Referencing Mozambique, Descalzi said that given Block 4’s 85 Tcf in reserves, “we are really focused and determined to go through with these developments.”

Coral, which ships its first LNG at the end of this year, is one of three world-class reservoirs under development in the ultradeepwater Rovuma Basin offshore Mozambique. Source: Galp.

“The big train, all the engineering, everything has been done,” Descalzi said of ExxonMobil’s work onshore which included the awarding in 2019 of the engineering, procurement, and construction (EPC) contract to a consortium of Japan’s JGC, Fluor, and TechnipFMC. “I think that the question (is whether) we find a reasonable security condition to develop this activity. But if we think about small size, I think that the offshore (option) would … (be the) faster one.”

Eni’s chief operating officer of natural resources, Guido Brusco, told Canada’s BNN Bloomberg in an online interview that a second FLNG plant could be delivered in “less than 4 years,” and this timing offers “a tremendous opportunity window” for Mozambique to sign LNG contracts with Europe at a time the EU is actively diversifying its suppliers.

“I believe that to fully develop Mozambique’s considerable gas resources, the right decision is to move toward both an onshore concept and an offshore concept,” Brusco said, keeping with its original plan to transform one of Africa’s poorest countries into a global energy hub with world-class LNG megaprojects on the Indian Ocean and leveraging the flexibility that offshore liquefaction offers.

However, Brusco added that a quick decision is key, citing increasing demand for floating LNG platforms and as a result, rising prices for the materials used to build them.
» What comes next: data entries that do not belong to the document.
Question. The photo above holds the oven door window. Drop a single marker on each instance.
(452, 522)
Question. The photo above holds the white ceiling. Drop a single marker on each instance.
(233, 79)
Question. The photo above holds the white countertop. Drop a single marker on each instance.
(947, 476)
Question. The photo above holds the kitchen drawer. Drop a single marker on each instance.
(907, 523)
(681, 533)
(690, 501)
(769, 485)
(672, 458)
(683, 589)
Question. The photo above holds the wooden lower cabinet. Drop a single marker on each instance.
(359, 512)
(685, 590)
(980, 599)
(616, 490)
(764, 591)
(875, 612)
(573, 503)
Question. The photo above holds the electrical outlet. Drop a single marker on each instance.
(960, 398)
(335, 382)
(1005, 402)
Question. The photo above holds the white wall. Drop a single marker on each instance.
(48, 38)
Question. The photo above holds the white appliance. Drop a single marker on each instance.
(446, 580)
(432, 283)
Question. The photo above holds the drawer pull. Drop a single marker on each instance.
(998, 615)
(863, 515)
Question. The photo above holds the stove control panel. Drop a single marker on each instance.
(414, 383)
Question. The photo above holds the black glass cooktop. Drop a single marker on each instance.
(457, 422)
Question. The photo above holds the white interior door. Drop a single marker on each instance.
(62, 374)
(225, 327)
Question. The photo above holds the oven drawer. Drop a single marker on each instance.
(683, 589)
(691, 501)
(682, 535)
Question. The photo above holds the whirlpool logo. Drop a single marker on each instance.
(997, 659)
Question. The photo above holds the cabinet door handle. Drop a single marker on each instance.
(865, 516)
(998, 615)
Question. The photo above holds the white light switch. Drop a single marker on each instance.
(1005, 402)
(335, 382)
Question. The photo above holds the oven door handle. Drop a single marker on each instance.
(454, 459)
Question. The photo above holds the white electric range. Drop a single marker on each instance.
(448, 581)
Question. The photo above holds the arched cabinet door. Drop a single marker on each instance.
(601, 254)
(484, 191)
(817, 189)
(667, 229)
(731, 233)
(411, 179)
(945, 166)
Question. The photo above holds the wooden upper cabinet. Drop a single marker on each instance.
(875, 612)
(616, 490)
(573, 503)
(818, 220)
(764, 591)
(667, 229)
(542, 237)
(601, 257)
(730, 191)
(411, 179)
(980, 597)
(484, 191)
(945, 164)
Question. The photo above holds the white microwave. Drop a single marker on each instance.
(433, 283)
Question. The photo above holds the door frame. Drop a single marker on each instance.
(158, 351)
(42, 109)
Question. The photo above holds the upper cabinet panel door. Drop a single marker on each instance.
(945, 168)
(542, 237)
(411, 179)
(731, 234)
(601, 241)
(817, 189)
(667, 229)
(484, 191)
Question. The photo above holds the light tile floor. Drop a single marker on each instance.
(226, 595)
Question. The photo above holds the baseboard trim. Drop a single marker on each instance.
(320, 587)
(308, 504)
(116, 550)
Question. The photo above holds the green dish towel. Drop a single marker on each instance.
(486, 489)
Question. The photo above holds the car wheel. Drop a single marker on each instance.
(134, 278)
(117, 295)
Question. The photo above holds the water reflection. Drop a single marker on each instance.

Mozambique’s Importance as a Global Energy Hub

In 2020, Mozambique boasted the third-largest natural gas reserves in Africa after Nigeria and Algeria, with its largest gas deposits—and supply source for future LNG exports—located in Area 1 and Area 4 of the Rovuma Basin, according to the US Energy Information Administration.

The MRV joint venture between Eni, ExxonMobil, and CNPC holds a 70% interest in the Area 4 exploration and production concession contract to develop Coral South along with two other world-class gas reservoirs in the Mamba complex. The remaining 30% interest in Area 4 is split equally between Portugal’s Galp, Korea’s KOGAS, and Mozambique’s state-owned ENH (Empresa Nacional de Hidrocarbonetos EP).

Eni is leading the construction and operation of upstream offshore facilities including FLNG on behalf of MRV, while ExxonMobil leads the construction and operation of natural gas liquefaction and related facilities onshore.

Between 2011 and 2014, Eni is credited with making the discoveries in the Coral, Mamba Complex, and Agulha reservoirs with an estimated 2,400 Bcm of gas in place. Eni also holds exploration rights to offshore blocks A5-B, Z5-C, and Z5-D in the Angoche and Zambezi basins.

As for Area 1, Total E&P Mozambique Area 1, a wholly owned subsidiary of Total SE, operates Mozambique LNG with a 26.5% participating interest alongside ENH Rovuma Área Um (15%), Mitsui E&P Mozambique Area 1 (20%), ONGC Videsh Rovuma (10%), Beas Rovuma Energy Mozambique (10%), BPRL Ventures Mozambique (10%), and PTTEP Mozambique Area 1 (8.5%).

Eni Acquires Tango FLNG To Export Congo’s Gas

The Tango FLNG facility just purchased by Eni to produce LNG in the Republic of Congo. Source: Exmar Annual General Meeting Presentation.

On 5 August, Eni announced its acquisition of Export LNG Ltd., owners of the Tango FLNG floating liquefaction facility, from the Exmar group, based in Antwerp, as part of the Italian major’s development of Marine XII block in the Republic of Congo.

Built in 2017, the Tango FLNG is expected to begin producing LNG from Marine XII in 2023 and when fully operational will deliver more than 3 mtpa (4.5 Bcm per year). Exmar reported in a separate press statement the sale price at $572 million to $694 million depending on Tango’s first 6-month performance.

The acquisition is part of Eni’s fast-track strategy to enable accelerated production startups to quickly grab LNG market opportunities. The Tango FLNG has a capacity to treat nearly 3 million standard cubic meters per day of gas and an LNG production capacity of nearly 0.6 mtpa (1 billion standard cubic meters per year,) Eni said in its press release.